Essa coisa começou com os festejos de São João. Meu pai me disse que ia encontrar o irmão. Onomástico e aniversário. Sessenta anos, não é possível! Eu me assustei com o tempo nos outros. Como pode? Joãozinho preserva o rosto de menino.
Foi aí que comecei a pensar nas festas de São João. Pensei em como era impossível me fantasiar de caipira porque caipira eu já era e sigo sendo. Adorava as festas juninas, muito mais do que o carnaval. Sinto saudade todo ano de comer um prato de canjica com amendoim. Mas passa. Ai de mim se não!

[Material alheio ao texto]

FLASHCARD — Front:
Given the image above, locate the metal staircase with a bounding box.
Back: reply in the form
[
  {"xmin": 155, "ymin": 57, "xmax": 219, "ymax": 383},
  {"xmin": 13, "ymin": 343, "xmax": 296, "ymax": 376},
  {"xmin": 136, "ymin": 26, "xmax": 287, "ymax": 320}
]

Nesses dias de carne crua exposta e à mercê das fotos lá no fundo da caixa, imagens amareladas sem qualquer zoom possível, uma imagem da menina de seis anos, ainda analfabeta, ainda incontinente, gargalhando sem os dentes da frente enquanto dança quadrilha com o colega. Martinho era meu namoradinho na época. A sala tirava um cochilo em algum momento da aula e nós, crianças, todos deitados em esteiras que, em casa, a gente guardava para quando fossem necessárias, ao lado dos enfeites de Natal, as esteiras de praia lá nas profundezas de Minas. Deitados para um cochilo, Martinho buscava meus olhos e quando os encontrava, piscava. Era isso quase sempre. Na minha cabeça, seu nome era Marto. Ele está gravado nessa foto junina numa tarde de imensa alegria minha.

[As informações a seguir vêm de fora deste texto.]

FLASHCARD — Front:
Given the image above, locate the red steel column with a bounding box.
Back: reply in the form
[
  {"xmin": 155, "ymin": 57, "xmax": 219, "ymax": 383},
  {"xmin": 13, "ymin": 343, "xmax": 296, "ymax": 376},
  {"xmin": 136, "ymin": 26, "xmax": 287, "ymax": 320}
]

No meu Spotify tocou Ponta de Areia. Preciso enviar uma foto minha para uma jornalista. Escolho uma e olho a da festa junina. Quarenta anos separam aquela menina analfabeta de mim.
Apesar de uma vida, sigo imatura como aquela da foto de São João, rindo à toa, parecendo uma boba. Também sigo acreditando no amor. Não no do Martinho, mas no de piscadas dos olhos que ainda se buscam e que ainda não se encontraram porque o amor segue sempre vivo, mesmo que a gente adormeça e morra. E que volte sempre o amor, mesmo que a gente o mande embora por venda, por troca ou por desistência.

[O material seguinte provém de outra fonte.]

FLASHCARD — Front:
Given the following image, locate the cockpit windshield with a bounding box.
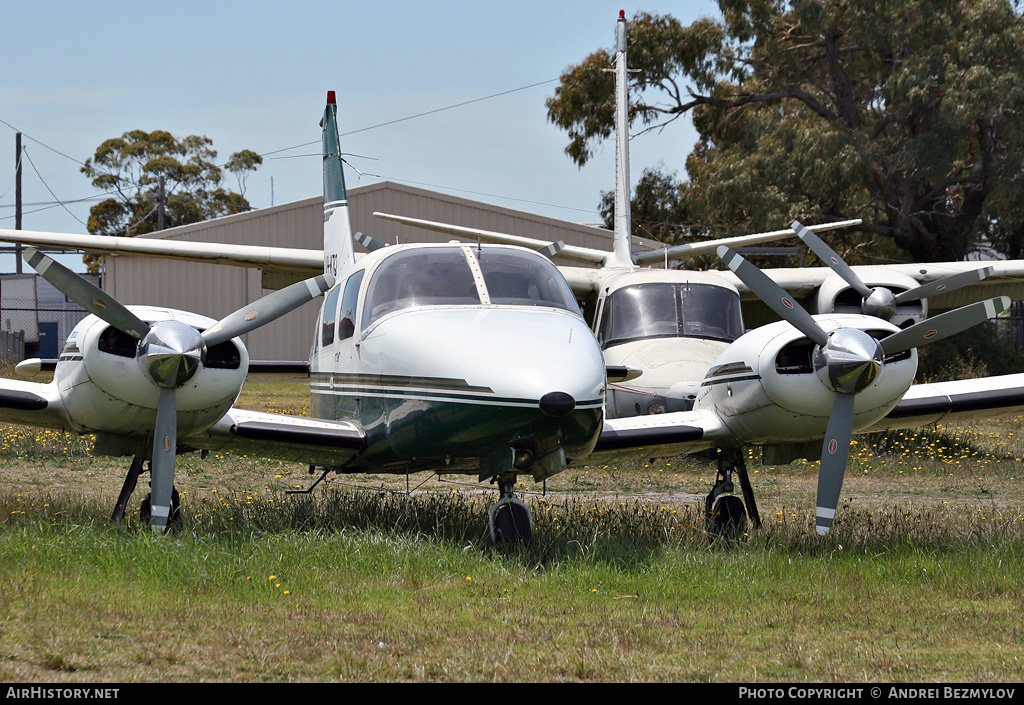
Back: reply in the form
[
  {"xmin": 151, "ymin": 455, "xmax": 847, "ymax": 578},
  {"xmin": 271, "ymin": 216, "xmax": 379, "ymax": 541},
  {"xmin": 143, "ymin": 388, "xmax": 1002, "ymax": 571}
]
[
  {"xmin": 362, "ymin": 245, "xmax": 580, "ymax": 329},
  {"xmin": 598, "ymin": 283, "xmax": 744, "ymax": 347},
  {"xmin": 362, "ymin": 249, "xmax": 479, "ymax": 329},
  {"xmin": 477, "ymin": 248, "xmax": 579, "ymax": 313}
]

Eu tinha um gato de porcelana horroroso, mas de estimação. Era tão feio que minha mãe não me deixava trazê-lo pra casa. Morava na casa da vó. Chamava-se Gato – tenho alguma dificuldade com títulos. Numa noite de festa junina, algodão doce colando os dedos, entreguei à moça da barraca da pescaria o papelzinho com o meu número, minha senha pra brincar. Tive três chances de pescar um peixinho de cartolina. Quando consegui, aguardei ansiosamente a minha prenda. Nas mãos da moça, reluzente e familiar, o meu gato feio de porcelana. A mãe me pediu desculpas e ele voltou pra casa comigo. Tive tanto medo de perdê-lo que acabei quebrando o gato enquanto levava ele pra todo lado. Mas é preciso – não acreditar – saber que o amor encontra a gente de volta, se a gente não quebrá-lo antes.
Ponta de areia acabou de tocar e já me sinto bem melhor.